An inside-out bain marie? Just be careful it isn't sealed, obviously, or it might pop with expansion.
I didn't look at the math but if you have a heap why don't you just use a few and turn them down.
Just don't run them over 50%.

You could just wire them up in series too?
Two of them would make 1200W and double the surface area.
1200/(77*2)=7.8W/cm²

Assuming this is right??

@Mickiboi said: Surface area of a cylinder is A=2πrh+2πr2

Is it a fold back? Is h the total length? The '+2πr2' probably isn't there their either, certainly not 2 of them.

• edited October 2016

What would be ideal would be to find a suitable packing material that didn't require a liquid as the medium.

With that small area, a liquid doesn't make sense at all (while it makes perfect sense in a tank jacket).

Why not small stainless ball bearings? Stainless outer tube, pack it full of BBs - no worries about expansion (some worries), but no pressure worries, or coking, etc. Maybe a mix of BBs and sand?

Just throwing out crazy ideas. The trick, I suppose, is getting the heat transfer good enough so you aren't just vaporizing the element.

• I can't use a heap of them I only have 2 element holes in my little milk can. So I need to use 2 at almost full power.

The elements are out of an outside switchboard. They were used to stop condensation forming inside the board. They are fully sealed and 100% water proof. h is the total length.

I double checked my math, I'm getting old and occasionally miss things but it does seem right to me. I understand what you mean by +2πr2. I did the first calculation using +πr2 but the way I was going to make it would put most of the mounting end of the element in the wash anyway so I did the calculation using a full cylinder.

I'm going to try it anyway using various mediums inside. Dry fine powdered sand, extremely high temperature silicone based oil and whatever else I can think of. If it explodes its going to explode in the wash. Nothing ventured nothing gained. If it doesn't work, it doesn't work.

• edited October 2016

Thanks @grim. The elements wont vaporise. They are designed to run in air at full power. Never thought of the ball bearing/sand mix,excellent idea. That's on the list to try now.
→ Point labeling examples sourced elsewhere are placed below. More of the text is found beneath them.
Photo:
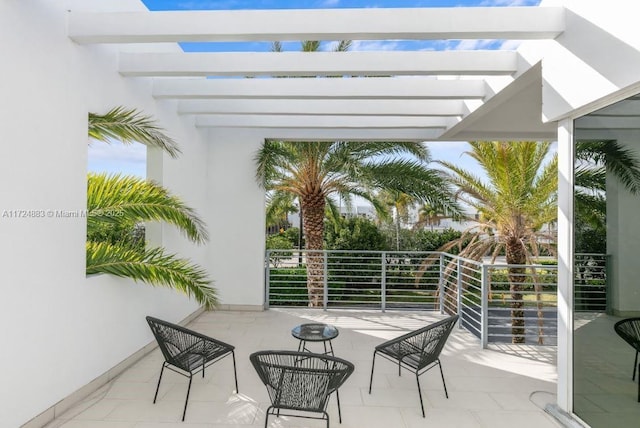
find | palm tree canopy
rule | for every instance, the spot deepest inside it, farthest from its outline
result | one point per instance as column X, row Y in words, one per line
column 348, row 168
column 516, row 200
column 129, row 126
column 152, row 266
column 116, row 198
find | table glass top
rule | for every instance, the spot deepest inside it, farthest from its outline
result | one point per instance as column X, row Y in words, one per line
column 314, row 332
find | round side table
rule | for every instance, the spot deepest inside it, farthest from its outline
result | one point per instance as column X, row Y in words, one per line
column 315, row 333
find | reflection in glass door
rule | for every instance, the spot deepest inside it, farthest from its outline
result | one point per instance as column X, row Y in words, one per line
column 607, row 263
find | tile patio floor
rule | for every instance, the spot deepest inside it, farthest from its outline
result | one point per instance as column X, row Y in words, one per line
column 492, row 388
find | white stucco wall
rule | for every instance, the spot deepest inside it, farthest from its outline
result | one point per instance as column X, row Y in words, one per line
column 60, row 329
column 235, row 217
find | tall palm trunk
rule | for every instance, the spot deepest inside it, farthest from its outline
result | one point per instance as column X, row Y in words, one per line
column 312, row 206
column 516, row 256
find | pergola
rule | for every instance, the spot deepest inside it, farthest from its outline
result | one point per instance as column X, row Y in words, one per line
column 558, row 62
column 371, row 95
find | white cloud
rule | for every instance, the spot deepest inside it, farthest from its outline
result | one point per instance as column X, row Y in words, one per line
column 375, row 45
column 128, row 159
column 509, row 3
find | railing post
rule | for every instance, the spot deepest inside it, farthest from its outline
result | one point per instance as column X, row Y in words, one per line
column 325, row 298
column 484, row 329
column 267, row 278
column 441, row 284
column 607, row 285
column 383, row 282
column 460, row 290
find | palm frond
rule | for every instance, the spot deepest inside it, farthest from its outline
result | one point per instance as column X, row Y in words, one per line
column 622, row 162
column 128, row 126
column 154, row 267
column 343, row 46
column 115, row 198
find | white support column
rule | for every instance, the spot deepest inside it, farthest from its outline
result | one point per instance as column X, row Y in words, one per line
column 565, row 264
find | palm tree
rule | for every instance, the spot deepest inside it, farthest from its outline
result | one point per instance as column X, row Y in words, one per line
column 130, row 126
column 119, row 203
column 400, row 203
column 316, row 171
column 519, row 198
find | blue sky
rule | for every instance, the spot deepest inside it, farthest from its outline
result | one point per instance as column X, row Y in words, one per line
column 131, row 159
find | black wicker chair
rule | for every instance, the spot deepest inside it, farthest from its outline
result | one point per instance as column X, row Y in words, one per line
column 629, row 330
column 417, row 351
column 186, row 352
column 300, row 381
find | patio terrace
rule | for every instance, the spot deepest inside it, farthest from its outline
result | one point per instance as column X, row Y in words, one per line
column 495, row 387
• You say they are solid? You might be able to TIG some fins on too but I think sand is probably the way forward.
It sounds like a lot of stuffing around when elements a relatively cheap. You could just use them in a HLT.

• The elements weren't cheap. They were left over from a switchboard build and from memory they were around \$300 each. I have no idea of the construction inside so I'm a bit unsure of the TIG welding idea. Good idea none the less so I will find out what goes on inside them.

I can see what you are saying about the stuffing around but I'm sure there isn't an element suitable for al grain mash. Is there?

• While you're welding, why not wild them directly to the tank?

• I've seen flange mount tubular tank heaters that have a free-air heating assembly that slides into the body. I think these were for oil heating, very low density and surface temp.

• @grim said: I've seen flange mount tubular tank heaters that have a free-air heating assembly that slides into the body. I think these were for oil heating, very low density and surface temp.

Brilliant. Thank you.

• edited October 2016

I'll tell you, if you get this right, it's a game changer.

I think you still need to push watt density lower though. I don't know what the magic number is, but 5 seems closer to what a typical immersion heater would do, versus a bain marie or steam jacket, which is likely lower than 1w/cm2.

Realistically, still geometry would likely need to change to accomodate, tall narrow stills will likely be difficult.

• You have given me another idea @grim. Thanks mate.

• Take a google @

Thermal properties of Perlite (hydroponic media)

Thermal properties of a salt slurry/ molten battery/ heat sink - couple of youtube clips

• That's a good point. What temp range is going to be in there?
Molten salt is probably out but you might be able to use something like Cerrosafe.